Today I entered a new reality. It's a reality filled with adoring fans, screaming for autographs and pictures and boys telling me I'm beautiful. They hang on my every word, even though they can't understand what I"m saying. My name is in lights on the marquee, and there is a lavish banquet in my honor. No, this is not a dream. Strangely, this was my world today. I was taken to a middle school in another town to do a workshop for the English teachers at the school. Although the city is big, it has a small-town feel. No one has ever seen a westerner in person, and I caused quite a stir. I was the show-and-tell object of the year. Upon arrival at the school, as we were walking to the building, the other teacher with me pointed out the marquee - yes, my name was on it as if I were a rock singer in concert. I laughed and took several pictures. I went in and gave my two-hour workshop to the teachers and things went as expected, except that as students passed by the room, they would group around the window and stare in mesmerized and giggle and chatter. When the workshop finished, things turned funnier. I was taken to various classrooms packed with children to give short motivational speeches to them to practice English, study hard, etc, etc. They cheered, they screamed, a few tried their best to ask me questions in English. As I'm quickly whisked away to another classroom, children are running down the hall after us thrusting books and pens at me.

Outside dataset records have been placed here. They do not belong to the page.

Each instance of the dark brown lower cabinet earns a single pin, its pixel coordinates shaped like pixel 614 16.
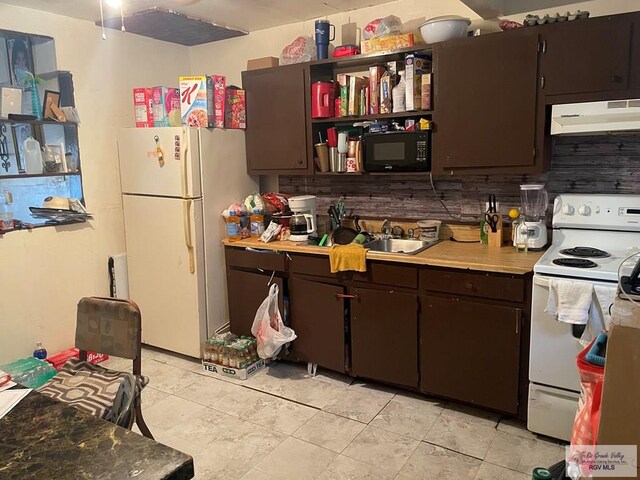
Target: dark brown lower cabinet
pixel 384 336
pixel 317 316
pixel 470 351
pixel 247 291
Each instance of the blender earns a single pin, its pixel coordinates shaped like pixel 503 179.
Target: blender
pixel 535 201
pixel 303 220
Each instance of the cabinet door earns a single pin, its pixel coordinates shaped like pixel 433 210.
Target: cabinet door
pixel 317 316
pixel 276 135
pixel 384 336
pixel 470 351
pixel 246 292
pixel 586 56
pixel 485 110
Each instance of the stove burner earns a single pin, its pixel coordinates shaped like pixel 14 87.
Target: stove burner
pixel 585 252
pixel 575 262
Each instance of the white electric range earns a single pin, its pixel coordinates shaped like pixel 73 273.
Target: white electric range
pixel 593 236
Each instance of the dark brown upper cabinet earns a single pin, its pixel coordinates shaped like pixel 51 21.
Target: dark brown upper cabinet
pixel 276 136
pixel 485 104
pixel 586 56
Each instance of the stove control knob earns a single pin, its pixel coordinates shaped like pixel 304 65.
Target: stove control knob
pixel 584 210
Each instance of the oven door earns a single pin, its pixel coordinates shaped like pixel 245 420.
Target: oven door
pixel 554 344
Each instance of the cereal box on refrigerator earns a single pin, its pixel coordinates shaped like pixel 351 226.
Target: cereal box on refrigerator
pixel 219 87
pixel 143 105
pixel 166 107
pixel 196 101
pixel 235 108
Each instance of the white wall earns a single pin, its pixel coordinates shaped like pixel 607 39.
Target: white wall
pixel 43 273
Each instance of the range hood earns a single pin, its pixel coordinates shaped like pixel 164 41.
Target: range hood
pixel 580 118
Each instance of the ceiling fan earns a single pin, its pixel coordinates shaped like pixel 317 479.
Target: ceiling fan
pixel 165 24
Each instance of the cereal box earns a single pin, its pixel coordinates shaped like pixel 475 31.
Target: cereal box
pixel 388 43
pixel 166 107
pixel 219 87
pixel 235 108
pixel 196 101
pixel 143 105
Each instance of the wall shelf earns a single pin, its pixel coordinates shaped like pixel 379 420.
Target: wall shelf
pixel 36 175
pixel 380 116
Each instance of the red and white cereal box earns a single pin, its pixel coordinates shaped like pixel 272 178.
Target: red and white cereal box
pixel 143 105
pixel 235 109
pixel 196 101
pixel 219 86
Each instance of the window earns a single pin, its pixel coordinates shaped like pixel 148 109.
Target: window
pixel 31 86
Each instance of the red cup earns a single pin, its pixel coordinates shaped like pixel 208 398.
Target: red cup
pixel 332 136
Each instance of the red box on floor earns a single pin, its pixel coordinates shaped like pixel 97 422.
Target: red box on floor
pixel 59 359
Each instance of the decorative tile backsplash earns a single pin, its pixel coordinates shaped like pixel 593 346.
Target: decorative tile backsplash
pixel 580 164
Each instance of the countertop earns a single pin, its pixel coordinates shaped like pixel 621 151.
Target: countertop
pixel 471 256
pixel 43 438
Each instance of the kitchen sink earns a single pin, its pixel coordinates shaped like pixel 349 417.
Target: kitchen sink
pixel 399 245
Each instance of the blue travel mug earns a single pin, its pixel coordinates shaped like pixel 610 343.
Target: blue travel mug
pixel 323 27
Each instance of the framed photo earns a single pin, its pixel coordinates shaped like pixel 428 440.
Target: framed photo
pixel 8 158
pixel 50 98
pixel 20 59
pixel 5 73
pixel 21 131
pixel 54 160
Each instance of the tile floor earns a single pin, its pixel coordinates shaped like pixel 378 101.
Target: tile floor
pixel 283 425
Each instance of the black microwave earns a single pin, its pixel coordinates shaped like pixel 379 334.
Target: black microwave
pixel 399 151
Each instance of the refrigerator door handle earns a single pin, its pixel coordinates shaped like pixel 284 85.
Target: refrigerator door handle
pixel 184 150
pixel 186 206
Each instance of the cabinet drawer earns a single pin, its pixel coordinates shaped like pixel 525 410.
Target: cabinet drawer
pixel 389 274
pixel 475 284
pixel 270 261
pixel 311 265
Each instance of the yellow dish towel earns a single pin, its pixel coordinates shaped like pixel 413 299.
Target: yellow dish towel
pixel 348 257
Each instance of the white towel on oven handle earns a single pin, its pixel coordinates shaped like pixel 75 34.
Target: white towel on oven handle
pixel 605 295
pixel 569 301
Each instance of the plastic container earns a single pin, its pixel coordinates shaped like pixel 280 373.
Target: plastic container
pixel 429 230
pixel 233 226
pixel 32 156
pixel 257 224
pixel 40 352
pixel 440 29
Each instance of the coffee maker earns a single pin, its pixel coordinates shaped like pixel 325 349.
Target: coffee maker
pixel 534 200
pixel 303 220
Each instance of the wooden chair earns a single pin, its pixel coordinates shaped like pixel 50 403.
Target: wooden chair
pixel 106 325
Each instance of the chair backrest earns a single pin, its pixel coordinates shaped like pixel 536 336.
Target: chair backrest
pixel 109 325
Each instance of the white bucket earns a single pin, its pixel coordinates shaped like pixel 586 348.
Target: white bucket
pixel 429 229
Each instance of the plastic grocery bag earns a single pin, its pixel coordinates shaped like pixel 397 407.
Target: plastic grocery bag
pixel 587 421
pixel 268 328
pixel 302 49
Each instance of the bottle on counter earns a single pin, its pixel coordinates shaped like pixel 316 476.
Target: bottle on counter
pixel 40 352
pixel 233 226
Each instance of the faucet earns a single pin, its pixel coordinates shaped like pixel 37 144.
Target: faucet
pixel 386 227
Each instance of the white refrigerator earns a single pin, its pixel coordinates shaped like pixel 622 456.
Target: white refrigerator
pixel 175 182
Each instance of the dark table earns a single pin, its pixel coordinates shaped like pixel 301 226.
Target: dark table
pixel 42 438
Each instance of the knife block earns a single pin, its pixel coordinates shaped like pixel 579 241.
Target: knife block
pixel 494 239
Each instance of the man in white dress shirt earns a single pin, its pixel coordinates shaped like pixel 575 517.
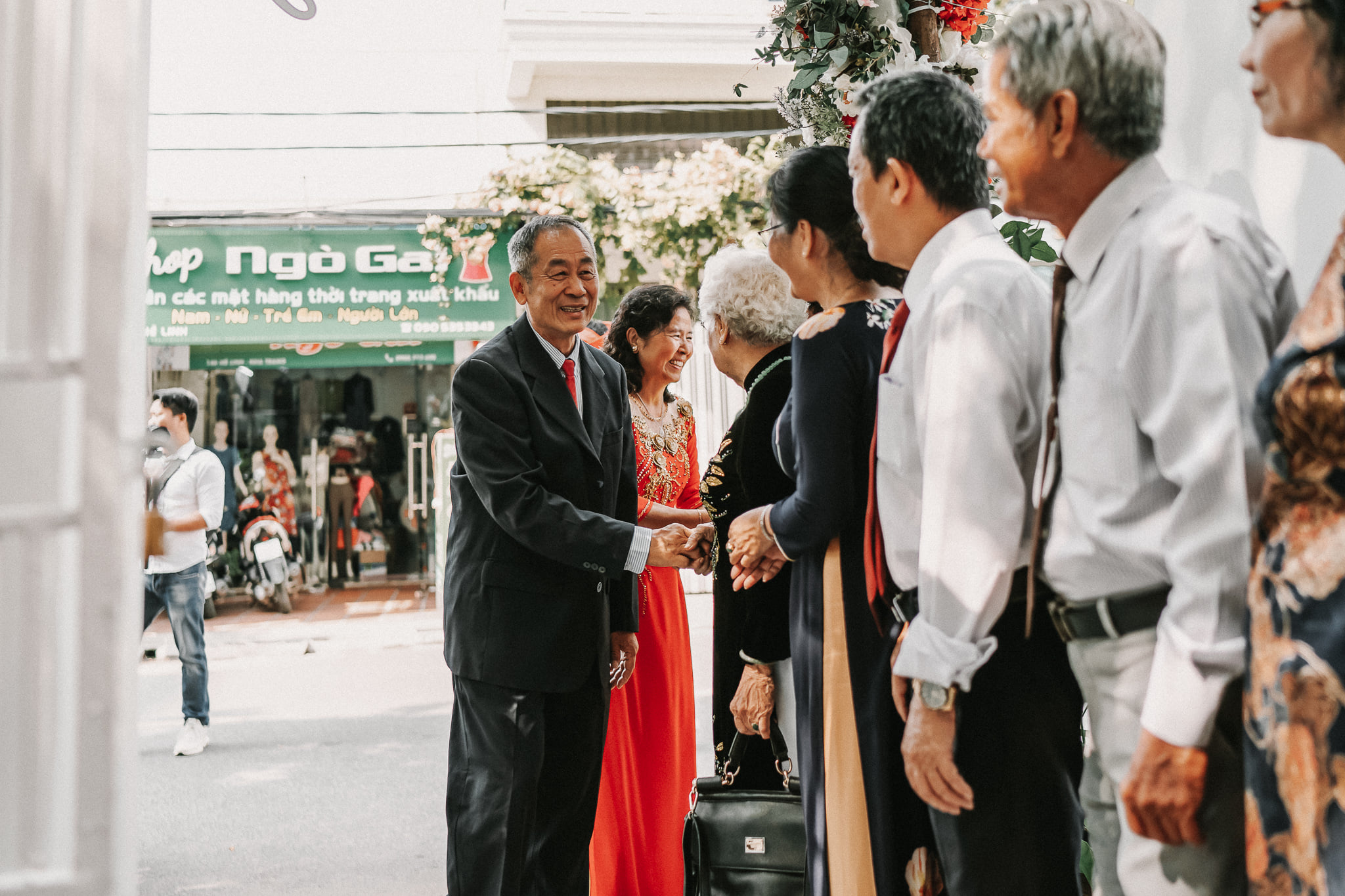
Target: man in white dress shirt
pixel 992 739
pixel 1169 305
pixel 187 488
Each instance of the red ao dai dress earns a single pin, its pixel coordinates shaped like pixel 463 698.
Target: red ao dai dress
pixel 649 763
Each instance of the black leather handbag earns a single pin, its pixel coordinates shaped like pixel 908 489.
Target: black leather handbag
pixel 745 843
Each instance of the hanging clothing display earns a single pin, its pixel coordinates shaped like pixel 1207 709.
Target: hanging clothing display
pixel 277 495
pixel 358 400
pixel 310 416
pixel 341 521
pixel 287 414
pixel 390 452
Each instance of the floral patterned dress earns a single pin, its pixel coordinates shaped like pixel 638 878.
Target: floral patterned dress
pixel 649 762
pixel 1296 601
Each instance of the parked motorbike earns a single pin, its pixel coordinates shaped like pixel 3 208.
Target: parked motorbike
pixel 267 555
pixel 217 570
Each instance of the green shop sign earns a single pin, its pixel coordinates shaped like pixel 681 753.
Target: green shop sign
pixel 263 286
pixel 317 355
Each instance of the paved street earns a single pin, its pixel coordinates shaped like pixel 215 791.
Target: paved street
pixel 328 752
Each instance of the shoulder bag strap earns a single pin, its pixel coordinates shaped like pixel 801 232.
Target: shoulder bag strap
pixel 170 468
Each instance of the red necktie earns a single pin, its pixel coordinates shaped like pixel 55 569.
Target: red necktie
pixel 875 561
pixel 1047 494
pixel 568 367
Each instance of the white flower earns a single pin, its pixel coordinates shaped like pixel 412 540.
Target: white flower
pixel 950 45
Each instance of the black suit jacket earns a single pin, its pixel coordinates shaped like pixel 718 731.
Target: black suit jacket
pixel 544 513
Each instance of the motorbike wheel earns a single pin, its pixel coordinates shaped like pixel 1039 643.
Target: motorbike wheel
pixel 283 598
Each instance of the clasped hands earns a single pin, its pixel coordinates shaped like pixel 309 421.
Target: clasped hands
pixel 677 545
pixel 1161 793
pixel 752 550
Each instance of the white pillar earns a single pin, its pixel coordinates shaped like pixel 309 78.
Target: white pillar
pixel 72 373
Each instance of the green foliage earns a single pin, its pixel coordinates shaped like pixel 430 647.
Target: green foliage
pixel 1028 241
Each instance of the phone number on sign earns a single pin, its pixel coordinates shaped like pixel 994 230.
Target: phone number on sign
pixel 450 327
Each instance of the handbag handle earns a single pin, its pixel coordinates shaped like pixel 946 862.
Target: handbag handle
pixel 779 748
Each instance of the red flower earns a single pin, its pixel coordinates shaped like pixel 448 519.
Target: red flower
pixel 965 18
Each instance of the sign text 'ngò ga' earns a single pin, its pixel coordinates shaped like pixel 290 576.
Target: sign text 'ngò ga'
pixel 231 285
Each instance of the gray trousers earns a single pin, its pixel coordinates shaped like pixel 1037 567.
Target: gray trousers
pixel 1114 676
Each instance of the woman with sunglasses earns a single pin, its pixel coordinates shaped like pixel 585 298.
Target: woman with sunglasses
pixel 1296 598
pixel 866 829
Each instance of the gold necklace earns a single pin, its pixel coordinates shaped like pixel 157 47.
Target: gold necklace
pixel 658 440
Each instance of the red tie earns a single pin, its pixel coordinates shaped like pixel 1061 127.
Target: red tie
pixel 568 366
pixel 875 561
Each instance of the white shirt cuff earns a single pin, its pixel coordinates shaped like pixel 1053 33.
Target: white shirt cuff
pixel 639 554
pixel 1187 684
pixel 930 654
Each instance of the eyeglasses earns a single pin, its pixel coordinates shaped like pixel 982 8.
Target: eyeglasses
pixel 1262 11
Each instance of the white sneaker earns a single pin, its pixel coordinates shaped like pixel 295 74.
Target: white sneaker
pixel 191 739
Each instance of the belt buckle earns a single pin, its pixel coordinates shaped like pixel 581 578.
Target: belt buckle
pixel 899 608
pixel 896 610
pixel 1057 618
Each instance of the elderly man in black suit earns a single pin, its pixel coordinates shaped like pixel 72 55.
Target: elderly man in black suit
pixel 540 606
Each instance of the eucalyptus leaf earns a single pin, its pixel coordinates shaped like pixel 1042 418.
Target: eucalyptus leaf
pixel 806 78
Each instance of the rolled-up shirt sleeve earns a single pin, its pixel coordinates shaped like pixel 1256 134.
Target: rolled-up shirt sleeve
pixel 974 494
pixel 639 554
pixel 210 489
pixel 1192 356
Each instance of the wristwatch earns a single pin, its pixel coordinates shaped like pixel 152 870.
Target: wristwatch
pixel 937 696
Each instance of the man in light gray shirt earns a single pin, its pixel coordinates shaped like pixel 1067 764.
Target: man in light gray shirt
pixel 1165 313
pixel 992 736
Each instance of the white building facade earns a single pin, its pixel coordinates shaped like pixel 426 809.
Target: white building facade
pixel 409 104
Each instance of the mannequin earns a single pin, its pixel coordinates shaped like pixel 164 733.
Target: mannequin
pixel 234 485
pixel 276 471
pixel 341 523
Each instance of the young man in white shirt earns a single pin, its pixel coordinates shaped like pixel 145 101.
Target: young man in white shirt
pixel 992 739
pixel 1169 305
pixel 187 488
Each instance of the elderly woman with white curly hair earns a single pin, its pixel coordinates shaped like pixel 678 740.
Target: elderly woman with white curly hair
pixel 751 317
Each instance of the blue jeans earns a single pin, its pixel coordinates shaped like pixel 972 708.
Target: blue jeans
pixel 183 595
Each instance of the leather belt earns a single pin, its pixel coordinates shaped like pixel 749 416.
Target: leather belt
pixel 1110 617
pixel 907 603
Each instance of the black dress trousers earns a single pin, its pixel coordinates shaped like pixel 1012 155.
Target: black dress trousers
pixel 1020 750
pixel 523 769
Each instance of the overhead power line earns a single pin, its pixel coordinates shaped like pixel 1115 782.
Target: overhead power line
pixel 550 110
pixel 557 141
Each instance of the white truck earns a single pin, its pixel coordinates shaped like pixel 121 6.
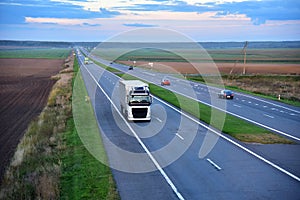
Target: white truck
pixel 135 100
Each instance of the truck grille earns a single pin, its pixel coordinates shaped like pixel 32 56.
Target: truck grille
pixel 139 112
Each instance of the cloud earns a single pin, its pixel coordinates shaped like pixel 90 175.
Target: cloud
pixel 140 25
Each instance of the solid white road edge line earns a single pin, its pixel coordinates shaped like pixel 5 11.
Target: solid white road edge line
pixel 269 116
pixel 179 136
pixel 140 141
pixel 241 117
pixel 231 141
pixel 214 164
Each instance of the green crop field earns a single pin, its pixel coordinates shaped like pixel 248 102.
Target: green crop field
pixel 48 53
pixel 216 55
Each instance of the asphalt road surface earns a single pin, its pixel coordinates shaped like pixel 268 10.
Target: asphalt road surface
pixel 162 159
pixel 278 117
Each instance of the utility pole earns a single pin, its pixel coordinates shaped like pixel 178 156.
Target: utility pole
pixel 245 54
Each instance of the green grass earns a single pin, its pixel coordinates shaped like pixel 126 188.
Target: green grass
pixel 47 53
pixel 83 175
pixel 216 55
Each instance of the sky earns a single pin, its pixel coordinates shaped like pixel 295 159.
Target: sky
pixel 200 20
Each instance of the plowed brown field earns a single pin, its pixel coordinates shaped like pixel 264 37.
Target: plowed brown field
pixel 24 88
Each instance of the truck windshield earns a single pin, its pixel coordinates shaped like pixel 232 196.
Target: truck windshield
pixel 139 100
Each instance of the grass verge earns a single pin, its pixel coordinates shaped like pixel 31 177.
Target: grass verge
pixel 83 176
pixel 51 161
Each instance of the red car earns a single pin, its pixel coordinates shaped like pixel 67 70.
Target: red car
pixel 165 81
pixel 226 94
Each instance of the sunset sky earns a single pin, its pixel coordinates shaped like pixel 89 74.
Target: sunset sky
pixel 201 20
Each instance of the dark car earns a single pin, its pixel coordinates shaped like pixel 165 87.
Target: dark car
pixel 226 94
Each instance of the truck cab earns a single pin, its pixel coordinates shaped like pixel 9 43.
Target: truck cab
pixel 135 100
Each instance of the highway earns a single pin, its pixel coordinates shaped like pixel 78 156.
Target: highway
pixel 163 159
pixel 275 116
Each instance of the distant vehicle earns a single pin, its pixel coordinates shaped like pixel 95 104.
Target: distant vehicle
pixel 226 94
pixel 135 100
pixel 165 81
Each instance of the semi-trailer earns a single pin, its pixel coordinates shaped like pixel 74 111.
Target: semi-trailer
pixel 135 100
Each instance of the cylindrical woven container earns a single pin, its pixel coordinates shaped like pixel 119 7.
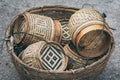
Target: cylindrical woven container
pixel 31 55
pixel 42 55
pixel 62 34
pixel 89 30
pixel 75 61
pixel 34 24
pixel 90 72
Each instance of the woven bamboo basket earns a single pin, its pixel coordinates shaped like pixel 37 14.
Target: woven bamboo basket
pixel 90 72
pixel 47 56
pixel 88 28
pixel 33 24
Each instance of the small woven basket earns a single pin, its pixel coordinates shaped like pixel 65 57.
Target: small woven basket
pixel 33 24
pixel 89 30
pixel 62 13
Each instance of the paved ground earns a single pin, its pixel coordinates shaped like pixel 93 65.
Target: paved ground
pixel 11 8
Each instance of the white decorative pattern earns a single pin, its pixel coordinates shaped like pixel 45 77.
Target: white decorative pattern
pixel 51 58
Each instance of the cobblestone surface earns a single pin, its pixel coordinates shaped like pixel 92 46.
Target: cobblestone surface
pixel 11 8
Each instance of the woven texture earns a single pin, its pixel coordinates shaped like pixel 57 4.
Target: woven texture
pixel 37 25
pixel 90 72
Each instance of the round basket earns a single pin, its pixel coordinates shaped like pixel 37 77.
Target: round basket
pixel 90 72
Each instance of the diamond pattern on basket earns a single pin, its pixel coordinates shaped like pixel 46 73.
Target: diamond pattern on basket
pixel 51 58
pixel 65 32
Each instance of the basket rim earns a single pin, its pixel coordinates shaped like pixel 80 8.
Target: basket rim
pixel 9 43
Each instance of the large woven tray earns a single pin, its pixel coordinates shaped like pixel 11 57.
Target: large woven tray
pixel 90 72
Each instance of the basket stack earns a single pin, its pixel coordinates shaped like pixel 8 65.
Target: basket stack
pixel 59 43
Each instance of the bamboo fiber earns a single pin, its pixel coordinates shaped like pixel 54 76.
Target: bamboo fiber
pixel 90 72
pixel 86 25
pixel 33 24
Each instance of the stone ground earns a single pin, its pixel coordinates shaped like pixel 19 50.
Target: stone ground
pixel 10 8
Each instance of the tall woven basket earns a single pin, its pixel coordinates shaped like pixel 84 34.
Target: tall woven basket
pixel 62 13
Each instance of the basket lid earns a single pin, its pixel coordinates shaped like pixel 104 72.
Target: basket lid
pixel 53 58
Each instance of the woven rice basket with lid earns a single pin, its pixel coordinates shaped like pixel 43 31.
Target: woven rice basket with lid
pixel 88 28
pixel 90 72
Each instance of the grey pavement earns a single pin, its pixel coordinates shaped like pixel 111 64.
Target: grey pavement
pixel 10 8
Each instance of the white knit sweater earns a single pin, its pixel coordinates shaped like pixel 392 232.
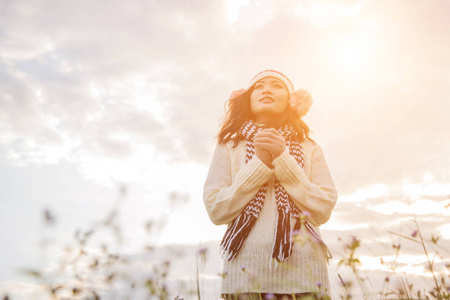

They all want me to sign their English books! Some want pictures, a few asked for hugs. All want my QQ contact info (a cell phone chat program that everyone is on in China). After that, I was taken to a restaurant in a fancy hotel, where we had an amazing dinner with 10 people and tons of wonderful and expensive food (crab, rack of lamb, etc.) I'm a celebrity here, and all because I'm foreign. I'm apparently the most exciting thing to happen in a long time. How can I ever return to the U.S. and a life of being ordinary?
There are many ways to get around in China. Of course, there are cars, buses and taxis, and we've often seen images of Chinese people commuting by bicycle on TV and in movies. But there's a whole other convenient way to travel. It's by scooter or electric bicycle. They're better than a car because they're very inexpensive, they can go anywhere and get you places fast, even in traffic. I had my first experience riding as a passenger today. I had lunch downtown with several other English teachers. I took the bus, so of course got off at the wrong place, since I don't know my way around town, and am unable to ask for directions since I am deaf, mute and illiterate here. Fortunately, I have a cell phone, so my new buddy zipped over and picked me up. I hopped on behind her and we quickly flew across town through streets and alleyways.
We were a bit off the main street, so after lunch, one of the Chinese ladies offered to give me a ride to the bus stop. This ride was more interesting. We not only rode on the street with all the other vehicles, but also the wrong way into oncoming traffic and up on the sidewalk. Watch out pedestrians - vehicles always have the right-of-way here. Driving habits are somewhat unusual here. They obey stoplights, but drive wherever there happens to be space (in the right direction, wrong direction, on the sidewalk), but they drive fairly slowly and there seems to be few traffic incidents.